Americans receiving social security will see their payouts tick up by the highest increment in decades as the senior living industry potentially undertakes another big year for rent growth in 2023.

The Social Security Administration Thursday announced an annual cost of living adjustment of 8.7% in 2023, marking the highest increase in 40 years and a significant step up from the 5.9% adjustment in 2022.

For the 65 million adults who receive social security, the increase will translate to an average monthly social security payment of $1,827, which is an increase of just under $150 per month.


The increase could help ease private-pay residents’ monthly cost burdens as the senior living industry preps for the second consecutive year of large, and in some cases historic, rate increases.

The increase is about 2% to 10% of the average monthly rate for a senior living community, and represents a “positive signal to operators as they set rates for next year,” according to an Oct. 13 investor note from Stifel Analyst Tao Qiu.

“We are optimistic we will see another year of healthy rate growth in 2023,” Qiu wrote.

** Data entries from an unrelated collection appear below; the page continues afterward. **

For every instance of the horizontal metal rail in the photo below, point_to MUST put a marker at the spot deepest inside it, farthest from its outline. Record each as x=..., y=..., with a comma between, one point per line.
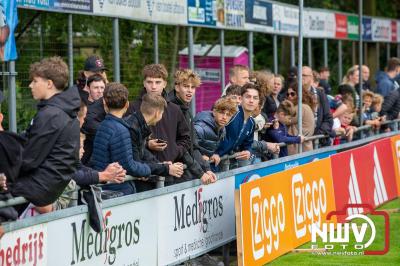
x=160, y=179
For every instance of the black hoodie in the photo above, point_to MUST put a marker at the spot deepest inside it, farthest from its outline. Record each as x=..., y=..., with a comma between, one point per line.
x=51, y=153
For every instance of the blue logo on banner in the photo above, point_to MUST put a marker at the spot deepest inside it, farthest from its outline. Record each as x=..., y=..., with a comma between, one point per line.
x=259, y=173
x=367, y=29
x=202, y=12
x=259, y=12
x=8, y=23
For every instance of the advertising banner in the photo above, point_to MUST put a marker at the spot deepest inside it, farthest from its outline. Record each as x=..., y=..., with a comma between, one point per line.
x=367, y=29
x=394, y=30
x=285, y=19
x=129, y=237
x=8, y=23
x=277, y=212
x=85, y=6
x=352, y=27
x=341, y=26
x=381, y=30
x=203, y=12
x=157, y=11
x=234, y=13
x=398, y=31
x=259, y=15
x=28, y=246
x=396, y=159
x=195, y=219
x=256, y=174
x=364, y=175
x=319, y=24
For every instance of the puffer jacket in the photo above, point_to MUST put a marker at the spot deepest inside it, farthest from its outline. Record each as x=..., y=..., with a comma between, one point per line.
x=139, y=132
x=207, y=135
x=51, y=153
x=113, y=144
x=238, y=137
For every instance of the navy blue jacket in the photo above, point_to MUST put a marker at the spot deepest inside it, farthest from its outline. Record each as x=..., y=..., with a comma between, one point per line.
x=113, y=144
x=280, y=135
x=207, y=135
x=237, y=138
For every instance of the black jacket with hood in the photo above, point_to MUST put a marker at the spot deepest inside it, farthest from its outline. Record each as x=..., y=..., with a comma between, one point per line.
x=195, y=162
x=51, y=153
x=139, y=132
x=172, y=127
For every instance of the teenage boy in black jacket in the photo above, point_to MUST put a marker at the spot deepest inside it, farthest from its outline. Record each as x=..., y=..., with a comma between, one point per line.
x=172, y=127
x=51, y=153
x=186, y=82
x=151, y=111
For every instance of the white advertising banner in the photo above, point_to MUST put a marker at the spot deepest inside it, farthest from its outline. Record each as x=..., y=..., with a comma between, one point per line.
x=398, y=31
x=28, y=246
x=381, y=30
x=129, y=238
x=234, y=13
x=319, y=24
x=286, y=19
x=156, y=11
x=195, y=219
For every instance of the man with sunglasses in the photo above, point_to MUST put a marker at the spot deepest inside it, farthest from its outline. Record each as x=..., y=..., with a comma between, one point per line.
x=93, y=67
x=323, y=116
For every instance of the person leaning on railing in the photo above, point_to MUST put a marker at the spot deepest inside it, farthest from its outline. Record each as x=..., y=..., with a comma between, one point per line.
x=150, y=113
x=210, y=127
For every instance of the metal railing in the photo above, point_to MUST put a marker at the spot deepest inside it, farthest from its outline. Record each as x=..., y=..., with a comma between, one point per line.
x=225, y=160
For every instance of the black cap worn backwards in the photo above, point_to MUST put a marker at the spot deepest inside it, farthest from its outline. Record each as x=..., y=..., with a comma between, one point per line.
x=94, y=63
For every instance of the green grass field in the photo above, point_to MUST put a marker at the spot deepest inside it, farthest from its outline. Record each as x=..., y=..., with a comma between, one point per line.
x=390, y=258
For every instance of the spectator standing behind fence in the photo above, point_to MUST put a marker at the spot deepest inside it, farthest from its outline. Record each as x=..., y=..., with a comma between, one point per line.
x=324, y=74
x=170, y=137
x=385, y=82
x=322, y=115
x=343, y=128
x=308, y=121
x=94, y=64
x=51, y=152
x=240, y=130
x=96, y=85
x=151, y=112
x=352, y=79
x=365, y=73
x=113, y=141
x=186, y=82
x=278, y=131
x=265, y=80
x=238, y=75
x=210, y=126
x=279, y=80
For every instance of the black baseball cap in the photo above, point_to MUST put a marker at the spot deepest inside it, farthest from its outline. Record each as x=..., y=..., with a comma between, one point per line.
x=94, y=63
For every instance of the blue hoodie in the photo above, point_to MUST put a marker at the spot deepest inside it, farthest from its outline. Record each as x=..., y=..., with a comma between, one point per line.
x=384, y=84
x=207, y=135
x=238, y=137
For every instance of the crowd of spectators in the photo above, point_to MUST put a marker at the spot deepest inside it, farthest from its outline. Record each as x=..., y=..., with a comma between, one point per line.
x=90, y=134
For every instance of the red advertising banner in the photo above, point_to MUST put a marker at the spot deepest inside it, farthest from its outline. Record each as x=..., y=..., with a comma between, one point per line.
x=341, y=26
x=394, y=30
x=364, y=175
x=384, y=181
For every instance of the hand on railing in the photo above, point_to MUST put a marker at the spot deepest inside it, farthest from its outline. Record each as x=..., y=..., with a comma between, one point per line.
x=175, y=169
x=114, y=173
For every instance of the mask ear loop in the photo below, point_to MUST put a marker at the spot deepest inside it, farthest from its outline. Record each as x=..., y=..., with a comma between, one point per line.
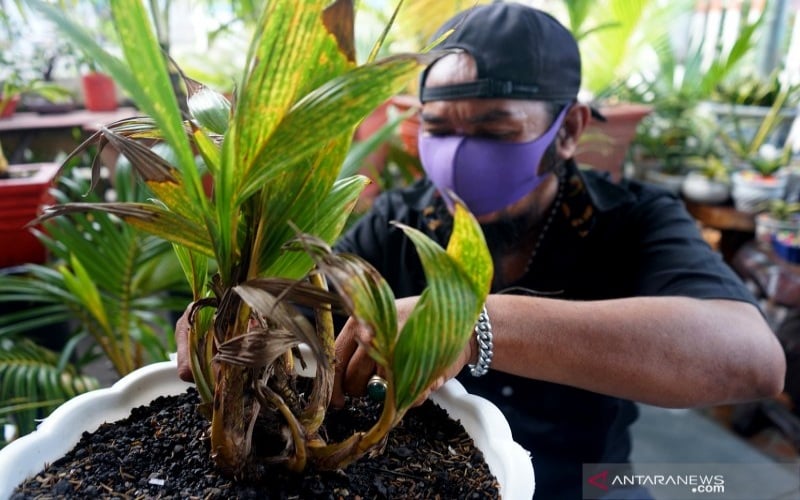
x=550, y=157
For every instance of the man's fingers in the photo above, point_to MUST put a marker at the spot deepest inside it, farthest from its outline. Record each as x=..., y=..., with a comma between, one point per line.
x=345, y=347
x=358, y=373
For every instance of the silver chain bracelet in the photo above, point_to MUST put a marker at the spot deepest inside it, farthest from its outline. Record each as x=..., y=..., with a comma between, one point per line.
x=483, y=334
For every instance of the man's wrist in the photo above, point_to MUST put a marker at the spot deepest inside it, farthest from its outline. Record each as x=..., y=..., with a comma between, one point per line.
x=485, y=346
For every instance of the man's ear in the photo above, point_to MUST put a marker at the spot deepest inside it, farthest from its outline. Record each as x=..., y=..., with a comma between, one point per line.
x=574, y=124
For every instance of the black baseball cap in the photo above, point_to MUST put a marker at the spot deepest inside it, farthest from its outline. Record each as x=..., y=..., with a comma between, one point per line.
x=521, y=53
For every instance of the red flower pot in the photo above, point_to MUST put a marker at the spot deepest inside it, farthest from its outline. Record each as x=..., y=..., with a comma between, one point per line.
x=99, y=92
x=21, y=197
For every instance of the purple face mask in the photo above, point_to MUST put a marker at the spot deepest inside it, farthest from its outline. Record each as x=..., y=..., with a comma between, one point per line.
x=487, y=174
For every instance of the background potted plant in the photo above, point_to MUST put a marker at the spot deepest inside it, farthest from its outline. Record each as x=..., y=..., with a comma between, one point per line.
x=24, y=74
x=741, y=105
x=23, y=191
x=708, y=181
x=102, y=298
x=759, y=175
x=679, y=129
x=309, y=98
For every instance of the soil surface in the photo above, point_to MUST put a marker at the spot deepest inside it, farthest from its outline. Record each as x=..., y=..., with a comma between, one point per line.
x=161, y=451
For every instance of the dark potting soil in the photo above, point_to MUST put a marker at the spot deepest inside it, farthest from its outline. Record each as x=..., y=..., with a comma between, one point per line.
x=162, y=451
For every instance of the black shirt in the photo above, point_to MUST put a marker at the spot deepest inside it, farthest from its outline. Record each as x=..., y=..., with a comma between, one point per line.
x=606, y=241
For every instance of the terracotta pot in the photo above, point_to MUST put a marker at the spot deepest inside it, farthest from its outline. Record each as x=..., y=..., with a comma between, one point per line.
x=99, y=92
x=604, y=145
x=21, y=197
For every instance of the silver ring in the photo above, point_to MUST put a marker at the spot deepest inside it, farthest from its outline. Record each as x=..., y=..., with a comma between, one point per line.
x=376, y=388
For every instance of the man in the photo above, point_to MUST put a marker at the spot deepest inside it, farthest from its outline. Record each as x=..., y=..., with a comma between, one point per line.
x=603, y=294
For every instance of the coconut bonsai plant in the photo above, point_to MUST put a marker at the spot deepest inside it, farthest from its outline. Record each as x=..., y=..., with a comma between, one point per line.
x=274, y=155
x=102, y=297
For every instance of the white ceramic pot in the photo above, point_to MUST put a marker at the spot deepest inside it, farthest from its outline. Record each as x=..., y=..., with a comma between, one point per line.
x=751, y=191
x=61, y=431
x=697, y=187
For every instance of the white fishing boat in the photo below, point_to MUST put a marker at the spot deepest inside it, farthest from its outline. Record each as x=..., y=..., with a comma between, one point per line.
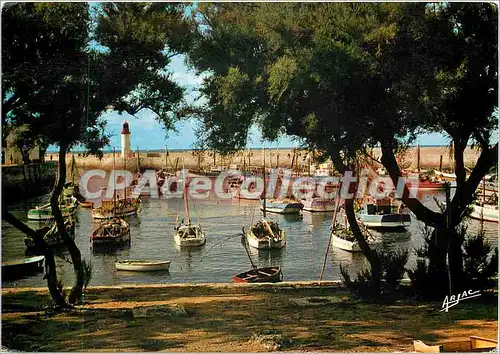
x=117, y=207
x=44, y=212
x=188, y=234
x=263, y=234
x=383, y=214
x=111, y=232
x=486, y=212
x=142, y=265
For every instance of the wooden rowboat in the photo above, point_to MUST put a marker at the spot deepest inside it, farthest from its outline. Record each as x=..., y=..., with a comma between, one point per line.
x=20, y=267
x=473, y=344
x=142, y=265
x=260, y=275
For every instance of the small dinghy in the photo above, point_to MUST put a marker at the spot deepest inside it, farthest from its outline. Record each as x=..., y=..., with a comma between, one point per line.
x=260, y=275
x=142, y=265
x=21, y=267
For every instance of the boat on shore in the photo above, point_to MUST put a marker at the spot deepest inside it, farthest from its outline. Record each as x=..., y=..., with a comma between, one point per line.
x=260, y=275
x=383, y=214
x=111, y=232
x=22, y=267
x=142, y=265
x=44, y=212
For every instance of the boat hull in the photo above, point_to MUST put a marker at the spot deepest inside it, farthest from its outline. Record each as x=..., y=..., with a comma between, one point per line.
x=260, y=275
x=485, y=213
x=265, y=242
x=319, y=205
x=343, y=244
x=111, y=233
x=142, y=266
x=186, y=238
x=282, y=208
x=385, y=221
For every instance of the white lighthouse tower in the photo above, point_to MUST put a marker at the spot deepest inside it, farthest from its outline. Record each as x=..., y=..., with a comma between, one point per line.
x=125, y=140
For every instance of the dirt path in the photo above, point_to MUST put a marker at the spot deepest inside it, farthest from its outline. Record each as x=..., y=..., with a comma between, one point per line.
x=234, y=318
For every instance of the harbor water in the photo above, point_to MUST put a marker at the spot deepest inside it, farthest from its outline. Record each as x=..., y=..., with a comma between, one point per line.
x=152, y=238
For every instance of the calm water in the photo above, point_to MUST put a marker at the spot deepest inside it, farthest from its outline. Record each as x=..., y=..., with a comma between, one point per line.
x=223, y=255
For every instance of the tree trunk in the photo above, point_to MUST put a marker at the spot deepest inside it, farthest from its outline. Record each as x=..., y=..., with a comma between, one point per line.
x=50, y=264
x=371, y=255
x=76, y=257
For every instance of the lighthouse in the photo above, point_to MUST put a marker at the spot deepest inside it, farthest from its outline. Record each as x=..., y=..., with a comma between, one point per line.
x=125, y=139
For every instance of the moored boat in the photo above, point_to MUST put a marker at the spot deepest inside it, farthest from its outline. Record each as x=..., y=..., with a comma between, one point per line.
x=260, y=275
x=21, y=267
x=115, y=231
x=44, y=212
x=52, y=237
x=119, y=208
x=317, y=204
x=188, y=234
x=473, y=344
x=142, y=265
x=383, y=214
x=485, y=212
x=281, y=206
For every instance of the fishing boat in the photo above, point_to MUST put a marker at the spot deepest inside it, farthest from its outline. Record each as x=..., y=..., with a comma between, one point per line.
x=317, y=204
x=52, y=237
x=383, y=214
x=265, y=235
x=473, y=344
x=21, y=267
x=44, y=212
x=260, y=275
x=485, y=212
x=115, y=231
x=188, y=234
x=142, y=265
x=281, y=206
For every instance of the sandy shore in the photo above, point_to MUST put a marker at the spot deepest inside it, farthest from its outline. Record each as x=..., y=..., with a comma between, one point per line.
x=229, y=318
x=429, y=159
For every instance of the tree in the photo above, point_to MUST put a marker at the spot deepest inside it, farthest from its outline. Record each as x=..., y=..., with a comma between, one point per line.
x=347, y=77
x=60, y=73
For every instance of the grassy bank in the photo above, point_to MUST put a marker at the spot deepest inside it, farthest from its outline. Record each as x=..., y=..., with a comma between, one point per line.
x=235, y=318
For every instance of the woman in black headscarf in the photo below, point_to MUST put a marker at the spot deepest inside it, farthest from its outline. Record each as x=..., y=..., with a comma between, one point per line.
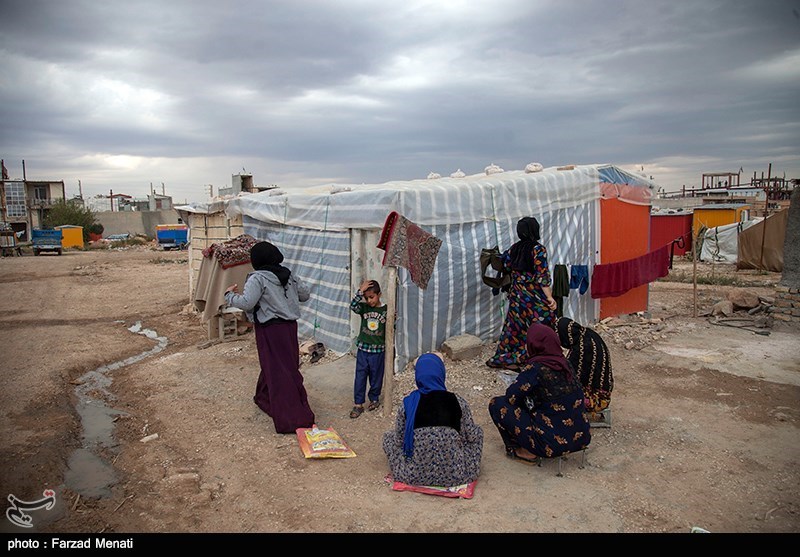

In addition to a bigger monthly payment, America’s senior population will also get some financial relief by way of lower Medicare Premiums, Qiu noted. According to the Centers for Medicare and Medicaid Services (CMS), the projected average premium for Part C coverage will be 8% lower, at $18; and the average monthly premium for Part D coverage will be 1.8% lower, at $31.50.

Qiu added that operators in 2022 were able to set resident rate increases in the “high single-digit and even low teens” range and that they are also becoming “more sophisticated” in how they bundle rent and care, and justify the value of their communities.

That was evidenced in data shared last month by Chicago-based real estate investment trust Ventas (NYSE:VTR), which reported that average senior living rates increased by about 8% in 2022 among its U.S. operators. Revenue per occupied room (RevPOR) shot up 5%, the highest increase in a decade, management noted.

Despite the increase in revenue, rate increases are necessary simply to keep operating at the status quo as many operators struggle to recover margin lost during the Covid-19 pandemic.

For example, Bend, Oregon-based senior living operator Sunshine Retirement is planning a 2% rate increase across its 42-community portfolio, COO Sadek Nassar told Senior Housing News. He added that Sunshine takes social security increases into account when deciding how much to raise rates. Nassar emphasized that for Sunshine, rate increases this year and last had nothing to do with margin growth.

“This is primarily just to help us cover some of the labor cost that we’re seeing increasing,” he said.